Molecular Dynamics Modeling Based Investigation of the Effect of Freezing Rate on Lysozyme Stability.

Abstract

The stability of protein drug products frozen during fill finish operations is greatly affected by the freezing rate applied. Non-optimal freezing rates may lead to the denaturation of protein's complex macromolecular conformation. However, limited work has been done to address the effect of different freezing rates on protein stability at nano-scale level. The stability of a model protein, lysozyme, was investigated at atomic and molecular scale under varying freezing rates and moving ice-water interface. Ice seeding approach was adopted to initiate ice formation in this present simulation. The faster freezing rate (11-12K/490ns) applied resulted in overall smaller ice fraction within the simulation box with a larger freeze-concentrated liquid (FCL) region.
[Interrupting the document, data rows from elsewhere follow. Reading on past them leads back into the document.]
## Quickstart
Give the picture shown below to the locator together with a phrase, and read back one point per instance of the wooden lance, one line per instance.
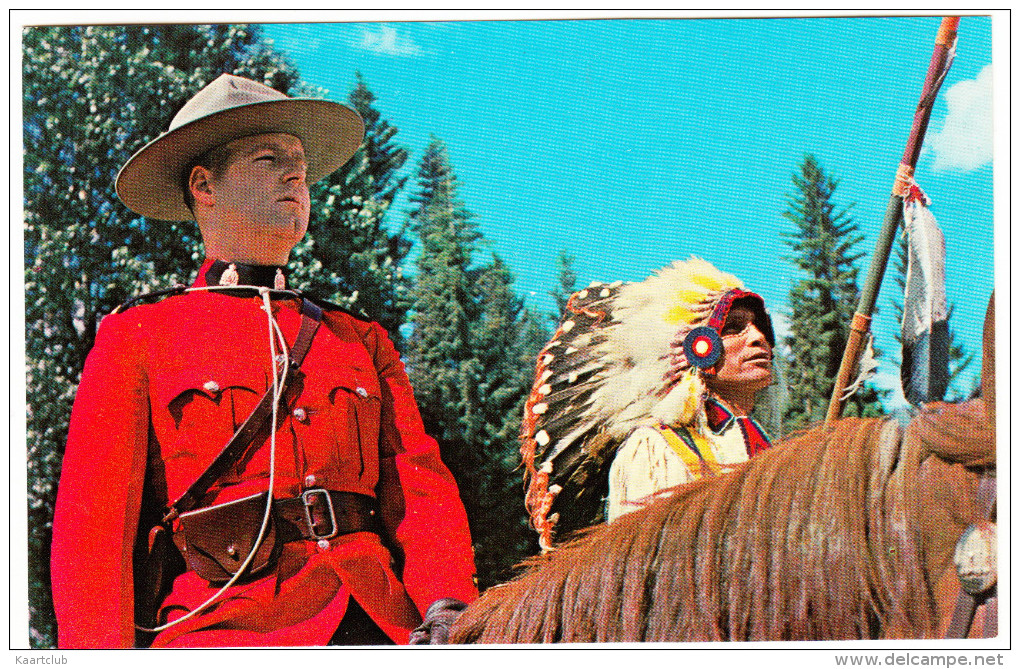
(861, 323)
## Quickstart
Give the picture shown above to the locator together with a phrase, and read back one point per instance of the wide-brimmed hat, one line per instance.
(226, 109)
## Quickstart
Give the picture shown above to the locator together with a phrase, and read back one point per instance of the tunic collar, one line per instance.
(218, 272)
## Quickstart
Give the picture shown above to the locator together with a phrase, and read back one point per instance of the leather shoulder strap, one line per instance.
(311, 317)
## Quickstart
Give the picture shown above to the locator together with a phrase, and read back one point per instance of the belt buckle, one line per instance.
(307, 498)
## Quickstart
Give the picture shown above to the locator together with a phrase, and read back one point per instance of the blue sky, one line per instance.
(632, 143)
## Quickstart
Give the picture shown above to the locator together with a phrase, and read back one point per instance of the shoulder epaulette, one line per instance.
(325, 305)
(150, 297)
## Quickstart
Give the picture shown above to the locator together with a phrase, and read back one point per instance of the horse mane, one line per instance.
(815, 538)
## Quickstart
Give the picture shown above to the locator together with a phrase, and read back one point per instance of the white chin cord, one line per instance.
(284, 359)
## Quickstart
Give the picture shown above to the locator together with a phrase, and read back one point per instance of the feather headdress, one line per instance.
(616, 361)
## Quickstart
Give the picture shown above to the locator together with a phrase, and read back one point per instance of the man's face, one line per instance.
(262, 196)
(746, 365)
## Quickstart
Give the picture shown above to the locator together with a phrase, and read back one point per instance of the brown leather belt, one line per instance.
(321, 514)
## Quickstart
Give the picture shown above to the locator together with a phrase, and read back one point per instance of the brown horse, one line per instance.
(844, 531)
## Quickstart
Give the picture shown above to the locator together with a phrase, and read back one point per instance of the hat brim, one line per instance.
(150, 182)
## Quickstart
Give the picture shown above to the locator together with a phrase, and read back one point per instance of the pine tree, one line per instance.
(823, 302)
(349, 255)
(471, 356)
(960, 360)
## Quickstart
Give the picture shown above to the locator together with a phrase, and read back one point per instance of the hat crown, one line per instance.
(226, 92)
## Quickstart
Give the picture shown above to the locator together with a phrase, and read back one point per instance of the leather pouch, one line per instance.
(215, 541)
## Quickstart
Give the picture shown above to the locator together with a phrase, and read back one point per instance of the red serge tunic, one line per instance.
(176, 378)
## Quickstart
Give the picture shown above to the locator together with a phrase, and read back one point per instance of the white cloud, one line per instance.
(388, 42)
(964, 141)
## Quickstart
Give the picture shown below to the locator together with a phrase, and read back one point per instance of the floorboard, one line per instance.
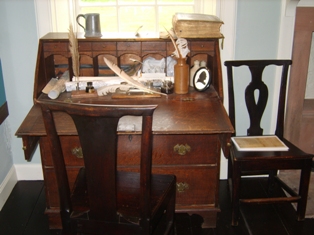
(23, 214)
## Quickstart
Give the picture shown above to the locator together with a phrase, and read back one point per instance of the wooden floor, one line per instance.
(23, 213)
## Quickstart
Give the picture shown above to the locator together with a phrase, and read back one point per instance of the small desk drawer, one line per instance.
(104, 46)
(56, 46)
(129, 46)
(202, 46)
(171, 149)
(154, 46)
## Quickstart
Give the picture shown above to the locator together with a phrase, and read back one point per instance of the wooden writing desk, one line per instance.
(188, 130)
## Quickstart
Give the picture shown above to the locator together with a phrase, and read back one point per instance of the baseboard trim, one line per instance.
(29, 171)
(7, 185)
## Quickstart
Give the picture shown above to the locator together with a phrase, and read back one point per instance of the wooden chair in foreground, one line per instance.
(104, 200)
(254, 162)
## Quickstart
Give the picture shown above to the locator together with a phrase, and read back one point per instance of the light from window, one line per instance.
(127, 15)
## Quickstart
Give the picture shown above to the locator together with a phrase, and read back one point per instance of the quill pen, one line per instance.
(73, 46)
(178, 54)
(127, 78)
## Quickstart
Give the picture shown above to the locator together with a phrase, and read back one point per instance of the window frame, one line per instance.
(69, 9)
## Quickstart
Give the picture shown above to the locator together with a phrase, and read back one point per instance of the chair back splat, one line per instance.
(104, 200)
(256, 108)
(264, 161)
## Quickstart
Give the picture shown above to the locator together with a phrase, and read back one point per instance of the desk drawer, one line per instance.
(167, 150)
(195, 185)
(56, 46)
(171, 149)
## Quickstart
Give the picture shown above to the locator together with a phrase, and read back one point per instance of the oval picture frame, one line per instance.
(202, 79)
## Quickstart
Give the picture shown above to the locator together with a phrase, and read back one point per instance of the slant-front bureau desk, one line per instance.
(189, 130)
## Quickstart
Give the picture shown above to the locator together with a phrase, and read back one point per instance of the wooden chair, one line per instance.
(104, 200)
(245, 163)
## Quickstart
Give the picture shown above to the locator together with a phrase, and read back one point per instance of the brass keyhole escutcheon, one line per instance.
(182, 149)
(77, 151)
(182, 187)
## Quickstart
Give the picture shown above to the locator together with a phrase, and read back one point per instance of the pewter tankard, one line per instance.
(92, 25)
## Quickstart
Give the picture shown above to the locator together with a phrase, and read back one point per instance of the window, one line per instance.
(126, 15)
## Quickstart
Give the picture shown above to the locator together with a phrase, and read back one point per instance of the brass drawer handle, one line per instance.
(182, 187)
(77, 151)
(182, 149)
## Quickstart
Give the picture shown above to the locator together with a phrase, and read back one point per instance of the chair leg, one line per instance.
(236, 181)
(303, 189)
(271, 182)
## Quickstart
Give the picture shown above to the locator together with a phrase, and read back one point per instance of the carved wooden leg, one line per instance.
(304, 188)
(236, 178)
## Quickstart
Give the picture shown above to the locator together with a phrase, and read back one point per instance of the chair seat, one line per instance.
(128, 191)
(294, 153)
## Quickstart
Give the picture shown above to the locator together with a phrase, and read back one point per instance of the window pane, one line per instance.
(96, 1)
(108, 17)
(166, 13)
(176, 1)
(135, 1)
(131, 18)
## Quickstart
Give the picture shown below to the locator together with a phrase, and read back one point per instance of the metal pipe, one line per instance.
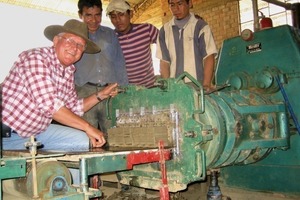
(83, 175)
(33, 150)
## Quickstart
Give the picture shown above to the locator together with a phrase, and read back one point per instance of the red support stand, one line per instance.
(164, 190)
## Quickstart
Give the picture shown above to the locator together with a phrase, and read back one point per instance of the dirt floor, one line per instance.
(195, 191)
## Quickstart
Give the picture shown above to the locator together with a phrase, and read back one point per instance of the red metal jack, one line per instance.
(164, 190)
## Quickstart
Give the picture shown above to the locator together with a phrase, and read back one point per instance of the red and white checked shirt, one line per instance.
(37, 86)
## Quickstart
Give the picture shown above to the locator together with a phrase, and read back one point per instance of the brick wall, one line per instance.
(221, 15)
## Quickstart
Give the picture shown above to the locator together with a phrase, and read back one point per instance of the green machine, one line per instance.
(247, 128)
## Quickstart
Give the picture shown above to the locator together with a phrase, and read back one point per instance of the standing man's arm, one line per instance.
(164, 69)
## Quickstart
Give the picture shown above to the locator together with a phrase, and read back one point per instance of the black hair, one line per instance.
(88, 3)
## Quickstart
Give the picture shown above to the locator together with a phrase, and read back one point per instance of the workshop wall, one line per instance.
(221, 15)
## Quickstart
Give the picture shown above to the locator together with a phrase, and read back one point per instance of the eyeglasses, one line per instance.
(71, 42)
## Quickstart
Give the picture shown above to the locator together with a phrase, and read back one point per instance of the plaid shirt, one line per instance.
(37, 86)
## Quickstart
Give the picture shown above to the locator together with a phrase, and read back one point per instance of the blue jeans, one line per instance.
(55, 138)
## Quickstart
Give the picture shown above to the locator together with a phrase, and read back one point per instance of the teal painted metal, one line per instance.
(240, 125)
(278, 55)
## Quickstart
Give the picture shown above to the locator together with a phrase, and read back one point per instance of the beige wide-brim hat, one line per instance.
(75, 27)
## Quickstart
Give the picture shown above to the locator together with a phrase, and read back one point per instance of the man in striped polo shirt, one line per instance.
(135, 41)
(186, 44)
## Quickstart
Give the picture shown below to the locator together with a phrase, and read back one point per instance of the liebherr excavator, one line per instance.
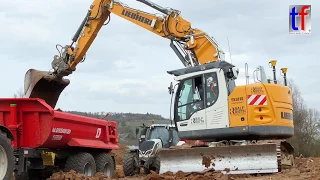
(208, 106)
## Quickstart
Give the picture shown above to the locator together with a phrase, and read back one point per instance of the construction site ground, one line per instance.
(305, 168)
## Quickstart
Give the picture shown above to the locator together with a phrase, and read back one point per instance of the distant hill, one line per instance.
(121, 116)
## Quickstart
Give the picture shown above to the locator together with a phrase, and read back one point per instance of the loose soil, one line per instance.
(304, 169)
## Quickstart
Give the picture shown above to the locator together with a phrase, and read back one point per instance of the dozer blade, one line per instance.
(242, 159)
(44, 85)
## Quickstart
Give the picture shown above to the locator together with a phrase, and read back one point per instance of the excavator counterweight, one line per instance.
(44, 85)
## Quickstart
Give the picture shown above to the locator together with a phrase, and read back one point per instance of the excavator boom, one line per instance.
(192, 46)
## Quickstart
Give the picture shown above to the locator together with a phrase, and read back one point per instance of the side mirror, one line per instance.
(170, 88)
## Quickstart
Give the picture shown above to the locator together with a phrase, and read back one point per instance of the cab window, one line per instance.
(191, 98)
(212, 88)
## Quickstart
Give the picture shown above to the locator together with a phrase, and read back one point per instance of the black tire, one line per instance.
(22, 176)
(130, 164)
(105, 164)
(78, 162)
(5, 146)
(152, 164)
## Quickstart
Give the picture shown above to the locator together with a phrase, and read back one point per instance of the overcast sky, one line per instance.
(125, 68)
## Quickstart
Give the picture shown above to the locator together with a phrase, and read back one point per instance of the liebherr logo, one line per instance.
(136, 17)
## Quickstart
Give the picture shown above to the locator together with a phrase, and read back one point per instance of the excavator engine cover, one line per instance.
(44, 85)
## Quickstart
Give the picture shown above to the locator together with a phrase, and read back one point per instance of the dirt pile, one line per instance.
(304, 169)
(72, 175)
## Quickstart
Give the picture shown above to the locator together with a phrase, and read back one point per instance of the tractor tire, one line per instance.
(105, 164)
(130, 164)
(6, 157)
(82, 163)
(22, 176)
(153, 164)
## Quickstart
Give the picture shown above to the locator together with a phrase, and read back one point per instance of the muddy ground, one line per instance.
(305, 168)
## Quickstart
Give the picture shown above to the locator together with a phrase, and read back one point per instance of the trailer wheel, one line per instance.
(82, 163)
(6, 157)
(131, 164)
(105, 164)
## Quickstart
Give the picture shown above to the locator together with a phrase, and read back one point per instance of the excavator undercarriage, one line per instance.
(229, 157)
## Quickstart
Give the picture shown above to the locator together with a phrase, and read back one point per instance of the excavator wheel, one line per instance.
(287, 155)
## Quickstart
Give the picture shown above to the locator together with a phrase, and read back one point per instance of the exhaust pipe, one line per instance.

Consequently, the faster freezing rate better maintained protein stability with less secondary structure deviations, higher hydration level and structural compactness, and less fluctuations at individual residues than observed following slow (5-6K/490ns) and medium (7-8K/490ns) freezing rates. The present study also identified the residues near and within helices 3, 6, 7, and 8 dominate the structural instability of the lysozyme at 247K freezing temperature. For the first time, ice formation in therapeutic protein solution was studied "non-isothermally" at different freezing rates using molecular dynamics simulations. Thus, a good understanding of freezing rates on protein instability was revealed by applying the developed computational model.